Na primeira reunião extraordinária, em 28 de janeiro (veja ata abaixo), dois representantes da ABSM, Rafael França e Ricardo Pigatto, garantiram que o déficit — à época citado como sendo de R$ 2 milhões — não iria interferir na qualidade do trabalho.
Conselheiros insistiram que não poderia haver prejuízo à população e cobraram ação da SMS. O secretário Berkembrock disse que havia recebido cobranças sobre os atendimentos no hospital e pediu que os dados fossem tratados com "franqueza".
Patrícia Bohn, também da SMS de Campo Bom, citou tratativas para resolução de problemas como a demora em atendimentos. A vereadora Gênifer Engers falou de queixas recebidas de profissionais sobre falta de pessoal, sobrecarga e falta de insumos. Ao final, o presidente do conselho pediu que na reunião seguinte fosse apresentado um "plano B" de recuperação das finanças.
O encontro ordinário de fevereiro não ocorreu. Nova sessão extraordinária foi em 23 de fevereiro (veja ata abaixo). A diretora administrativa do hospital informou déficit de R$ 2,7 milhões. Pigatto, da ABSM, disse que iriam pedir reequilíbrio financeiro do contrato à prefeitura e sugeriu que fosse contratada uma auditoria externa "independente, especializada, para dar transparência aos dados".
A presidência do conselho se mostrou surpresa com o fato de a situação do hospital ter chegado a tal ponto sem conhecimento do órgão. Pigatto garantiu que não faltariam recursos e mostrou preocupação com a possibilidade de a situação da ABSM ser exposta em público com "alardes".
Sobre a sugestão de auditoria externa, conselheiros se manifestaram com contrariedade. Houve entendimento de que a responsabilidade em fiscalizar os recursos aplicados era do poder público.
Patrícia Bohn, da SMS, esclareceu que a ABSM recebeu notificações, não só por questões contratuais, mas por "reclamações da população, rouparia, demora no atendimento, falta de médicos".
Em reunião ordinária de 9 de março, foram tratados assuntos gerais da área no combate à pandemia. Foram relatados consertos de equipamentos e acréscimo no número de respiradores, de camas e de bombas de infusão. Mesmo assim, a diretora Melissa Fuhrmeister descreveu um cenário nada tranquilo para um hospital de pequeno porte: "19 pacientes com covid-19 entubados (eram 10, um mês antes), emergência lotada com pacientes críticos, enfermagem com 20 técnicos contratados, profissionais sem experiência acabam se demitindo...".

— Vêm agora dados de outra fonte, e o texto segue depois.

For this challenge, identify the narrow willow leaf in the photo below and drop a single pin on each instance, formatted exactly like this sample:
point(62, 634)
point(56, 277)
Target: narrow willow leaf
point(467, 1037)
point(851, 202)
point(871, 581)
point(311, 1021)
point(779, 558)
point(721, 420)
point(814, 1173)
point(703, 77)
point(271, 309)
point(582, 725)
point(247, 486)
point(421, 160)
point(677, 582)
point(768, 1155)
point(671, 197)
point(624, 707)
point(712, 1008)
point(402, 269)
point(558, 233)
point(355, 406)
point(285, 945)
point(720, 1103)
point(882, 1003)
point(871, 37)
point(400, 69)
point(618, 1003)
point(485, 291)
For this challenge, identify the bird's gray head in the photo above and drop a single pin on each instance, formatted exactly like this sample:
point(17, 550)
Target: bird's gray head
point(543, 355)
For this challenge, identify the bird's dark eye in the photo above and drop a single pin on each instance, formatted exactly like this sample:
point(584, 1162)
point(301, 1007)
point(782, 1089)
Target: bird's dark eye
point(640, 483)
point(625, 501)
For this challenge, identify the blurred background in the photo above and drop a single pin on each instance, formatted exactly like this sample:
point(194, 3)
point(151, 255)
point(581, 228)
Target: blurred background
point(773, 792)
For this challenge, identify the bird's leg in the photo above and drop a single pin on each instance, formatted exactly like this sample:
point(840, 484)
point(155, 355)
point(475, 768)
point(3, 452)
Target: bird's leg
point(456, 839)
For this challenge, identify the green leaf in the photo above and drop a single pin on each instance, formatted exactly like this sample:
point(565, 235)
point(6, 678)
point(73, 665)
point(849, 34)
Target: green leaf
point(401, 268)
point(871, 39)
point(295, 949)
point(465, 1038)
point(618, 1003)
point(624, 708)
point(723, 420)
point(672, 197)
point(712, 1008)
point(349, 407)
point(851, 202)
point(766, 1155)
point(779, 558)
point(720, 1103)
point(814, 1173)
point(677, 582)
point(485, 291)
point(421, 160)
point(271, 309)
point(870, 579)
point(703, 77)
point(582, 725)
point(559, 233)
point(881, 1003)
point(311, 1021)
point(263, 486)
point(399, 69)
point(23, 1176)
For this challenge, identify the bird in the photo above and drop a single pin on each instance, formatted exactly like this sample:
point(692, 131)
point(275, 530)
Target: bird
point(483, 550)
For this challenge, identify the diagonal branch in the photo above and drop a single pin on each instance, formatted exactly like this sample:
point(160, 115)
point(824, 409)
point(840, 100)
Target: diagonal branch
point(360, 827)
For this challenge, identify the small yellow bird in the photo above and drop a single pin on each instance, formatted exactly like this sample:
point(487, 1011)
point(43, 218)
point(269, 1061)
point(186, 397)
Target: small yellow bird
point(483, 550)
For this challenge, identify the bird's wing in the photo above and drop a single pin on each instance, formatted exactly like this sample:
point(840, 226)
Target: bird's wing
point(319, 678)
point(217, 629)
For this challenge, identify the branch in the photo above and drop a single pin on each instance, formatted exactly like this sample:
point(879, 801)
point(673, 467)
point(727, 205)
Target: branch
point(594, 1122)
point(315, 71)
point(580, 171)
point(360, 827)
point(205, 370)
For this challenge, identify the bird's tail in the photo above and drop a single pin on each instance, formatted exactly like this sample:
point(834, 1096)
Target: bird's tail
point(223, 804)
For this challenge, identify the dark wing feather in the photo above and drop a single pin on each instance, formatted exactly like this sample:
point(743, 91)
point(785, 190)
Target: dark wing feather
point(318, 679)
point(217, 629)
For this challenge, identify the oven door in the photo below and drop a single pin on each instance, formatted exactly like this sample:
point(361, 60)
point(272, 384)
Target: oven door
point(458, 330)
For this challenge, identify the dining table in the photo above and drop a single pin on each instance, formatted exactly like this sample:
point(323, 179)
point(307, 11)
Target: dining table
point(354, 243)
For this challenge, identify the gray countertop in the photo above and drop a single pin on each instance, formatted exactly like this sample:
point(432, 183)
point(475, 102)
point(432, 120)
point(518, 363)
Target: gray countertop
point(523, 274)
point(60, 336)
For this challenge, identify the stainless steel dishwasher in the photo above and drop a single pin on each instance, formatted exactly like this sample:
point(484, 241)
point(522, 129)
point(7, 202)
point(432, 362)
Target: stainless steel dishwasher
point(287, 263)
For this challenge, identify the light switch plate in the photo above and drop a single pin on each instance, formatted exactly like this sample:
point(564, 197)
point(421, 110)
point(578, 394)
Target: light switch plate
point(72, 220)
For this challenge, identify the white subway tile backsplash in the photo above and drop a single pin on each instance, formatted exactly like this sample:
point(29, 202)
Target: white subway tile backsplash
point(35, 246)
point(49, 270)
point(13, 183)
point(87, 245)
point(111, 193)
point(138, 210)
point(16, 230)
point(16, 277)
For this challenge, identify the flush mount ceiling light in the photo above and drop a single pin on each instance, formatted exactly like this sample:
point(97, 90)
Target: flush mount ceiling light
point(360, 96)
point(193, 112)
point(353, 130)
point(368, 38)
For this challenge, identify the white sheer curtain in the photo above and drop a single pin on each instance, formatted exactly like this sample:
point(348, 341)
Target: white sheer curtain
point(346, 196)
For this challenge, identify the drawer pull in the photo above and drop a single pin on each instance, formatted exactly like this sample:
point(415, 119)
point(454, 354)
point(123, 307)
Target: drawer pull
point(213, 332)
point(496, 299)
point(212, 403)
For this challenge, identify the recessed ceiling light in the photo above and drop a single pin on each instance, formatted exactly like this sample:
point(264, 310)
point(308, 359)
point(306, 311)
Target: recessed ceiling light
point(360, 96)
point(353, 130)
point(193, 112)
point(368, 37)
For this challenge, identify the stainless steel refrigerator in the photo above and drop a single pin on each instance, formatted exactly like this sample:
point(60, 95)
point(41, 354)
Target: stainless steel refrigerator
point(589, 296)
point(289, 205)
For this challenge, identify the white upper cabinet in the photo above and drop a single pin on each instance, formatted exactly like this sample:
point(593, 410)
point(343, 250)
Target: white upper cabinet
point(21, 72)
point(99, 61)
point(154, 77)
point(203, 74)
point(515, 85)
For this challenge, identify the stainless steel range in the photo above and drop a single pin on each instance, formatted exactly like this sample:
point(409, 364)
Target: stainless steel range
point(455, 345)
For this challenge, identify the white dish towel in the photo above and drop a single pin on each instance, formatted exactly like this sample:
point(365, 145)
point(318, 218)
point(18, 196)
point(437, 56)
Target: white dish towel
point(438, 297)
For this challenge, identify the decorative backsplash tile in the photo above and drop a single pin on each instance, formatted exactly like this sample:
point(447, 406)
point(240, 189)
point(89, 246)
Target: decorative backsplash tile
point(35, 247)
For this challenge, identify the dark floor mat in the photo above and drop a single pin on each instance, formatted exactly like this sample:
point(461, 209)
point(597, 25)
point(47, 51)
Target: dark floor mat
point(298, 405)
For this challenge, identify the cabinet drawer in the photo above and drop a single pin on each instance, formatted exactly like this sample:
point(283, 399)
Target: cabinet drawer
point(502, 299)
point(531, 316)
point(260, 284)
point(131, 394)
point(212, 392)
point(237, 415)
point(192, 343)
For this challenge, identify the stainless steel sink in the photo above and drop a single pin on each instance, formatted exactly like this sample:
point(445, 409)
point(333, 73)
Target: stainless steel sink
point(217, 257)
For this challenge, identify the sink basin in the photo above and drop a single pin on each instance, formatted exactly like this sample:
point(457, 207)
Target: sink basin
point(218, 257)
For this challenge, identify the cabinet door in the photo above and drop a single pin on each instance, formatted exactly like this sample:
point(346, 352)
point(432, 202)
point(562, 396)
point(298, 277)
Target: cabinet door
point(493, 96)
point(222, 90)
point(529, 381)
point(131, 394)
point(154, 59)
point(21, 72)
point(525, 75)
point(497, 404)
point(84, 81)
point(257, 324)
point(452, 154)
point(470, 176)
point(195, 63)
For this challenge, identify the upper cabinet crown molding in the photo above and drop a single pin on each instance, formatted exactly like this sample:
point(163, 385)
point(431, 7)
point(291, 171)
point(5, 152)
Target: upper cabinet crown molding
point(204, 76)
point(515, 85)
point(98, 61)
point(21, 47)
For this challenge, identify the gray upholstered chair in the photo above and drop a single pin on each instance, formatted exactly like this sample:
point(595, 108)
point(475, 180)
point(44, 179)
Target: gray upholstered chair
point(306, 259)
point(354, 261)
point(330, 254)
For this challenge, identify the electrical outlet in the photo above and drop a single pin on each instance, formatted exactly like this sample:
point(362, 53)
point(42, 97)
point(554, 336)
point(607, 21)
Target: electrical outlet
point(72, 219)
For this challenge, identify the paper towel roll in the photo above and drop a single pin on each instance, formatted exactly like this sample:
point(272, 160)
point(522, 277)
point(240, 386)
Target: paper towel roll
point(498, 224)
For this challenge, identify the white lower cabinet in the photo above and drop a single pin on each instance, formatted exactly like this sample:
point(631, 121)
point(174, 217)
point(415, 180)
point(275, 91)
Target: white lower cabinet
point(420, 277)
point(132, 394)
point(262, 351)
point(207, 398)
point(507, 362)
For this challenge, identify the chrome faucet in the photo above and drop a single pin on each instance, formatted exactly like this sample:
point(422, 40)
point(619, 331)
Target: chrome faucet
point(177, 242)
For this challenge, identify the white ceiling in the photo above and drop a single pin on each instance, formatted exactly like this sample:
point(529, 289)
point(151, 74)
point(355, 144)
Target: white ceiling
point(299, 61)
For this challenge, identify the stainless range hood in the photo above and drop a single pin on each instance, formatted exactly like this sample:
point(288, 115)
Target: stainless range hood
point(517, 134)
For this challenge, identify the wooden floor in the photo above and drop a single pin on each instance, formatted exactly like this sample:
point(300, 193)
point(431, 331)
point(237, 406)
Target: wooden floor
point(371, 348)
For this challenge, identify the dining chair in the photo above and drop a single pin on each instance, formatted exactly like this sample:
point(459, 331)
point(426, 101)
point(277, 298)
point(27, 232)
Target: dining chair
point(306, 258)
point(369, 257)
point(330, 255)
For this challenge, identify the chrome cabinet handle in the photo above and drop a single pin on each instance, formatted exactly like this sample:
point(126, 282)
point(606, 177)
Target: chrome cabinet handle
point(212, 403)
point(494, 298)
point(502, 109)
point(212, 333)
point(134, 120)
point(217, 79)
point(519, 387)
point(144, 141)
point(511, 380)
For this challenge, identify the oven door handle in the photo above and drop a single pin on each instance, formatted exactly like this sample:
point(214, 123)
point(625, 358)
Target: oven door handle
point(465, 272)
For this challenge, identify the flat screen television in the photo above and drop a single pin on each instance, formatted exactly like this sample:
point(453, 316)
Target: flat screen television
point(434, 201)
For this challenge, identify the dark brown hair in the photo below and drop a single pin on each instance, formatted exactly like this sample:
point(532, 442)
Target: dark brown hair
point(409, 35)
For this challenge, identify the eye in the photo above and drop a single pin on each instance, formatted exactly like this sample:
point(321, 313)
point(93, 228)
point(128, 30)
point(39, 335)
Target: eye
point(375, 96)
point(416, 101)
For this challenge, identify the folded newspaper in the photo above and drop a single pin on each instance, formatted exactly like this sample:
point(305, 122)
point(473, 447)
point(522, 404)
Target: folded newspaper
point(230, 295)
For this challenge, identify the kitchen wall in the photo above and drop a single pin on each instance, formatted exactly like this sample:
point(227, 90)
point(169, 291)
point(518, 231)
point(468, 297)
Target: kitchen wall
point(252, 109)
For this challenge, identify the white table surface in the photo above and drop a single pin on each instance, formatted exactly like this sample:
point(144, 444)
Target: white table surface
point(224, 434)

Dez dias depois, ocorreram as seis mortes por suposta falta de oxigênio. Depois do fato, o conselho fez comunicação oficial ao Ministério Público sobre a situação do hospital. No documento, registrou dívida da casa de saúde em torno de R$ 3,5 milhões. A ABSM nega a quantia. Segundo França, o valor estaria hoje em cerca de R$ 2,2 milhões.
Contraponto
O que diz a diretora administrativa do Hospital Lauro Reus, Melissa Fuhrmeister
Questionada, a assessoria do hospital reenviou nota oficial:
"A instituição Hospital Lauro Reus informa que tem respondido a todas as solicitações levantadas pelo Ministério Público, Polícia Civil e Câmara de Vereadores, e continuará colaborando com as autoridades para que se esclareçam o mais rápido possível todos os fatos em investigação. Reforça que segue atendendo com o empenho e a dedicação de sempre às necessidades da população, tanto nos casos da covid-19 quanto às demais patologias, prestando total assistência e salvando vidas, que é o propósito de sua existência. Enfatiza também o respeito e a admiração por seus profissionais, fornecedores, colaboradores e gestores públicos e pela instituição, os quais têm mantido uma conduta voltada ao cuidado, à humanização e à assistência em saúde com a qualidade que a população de Campo Bom sempre reconheceu e merece."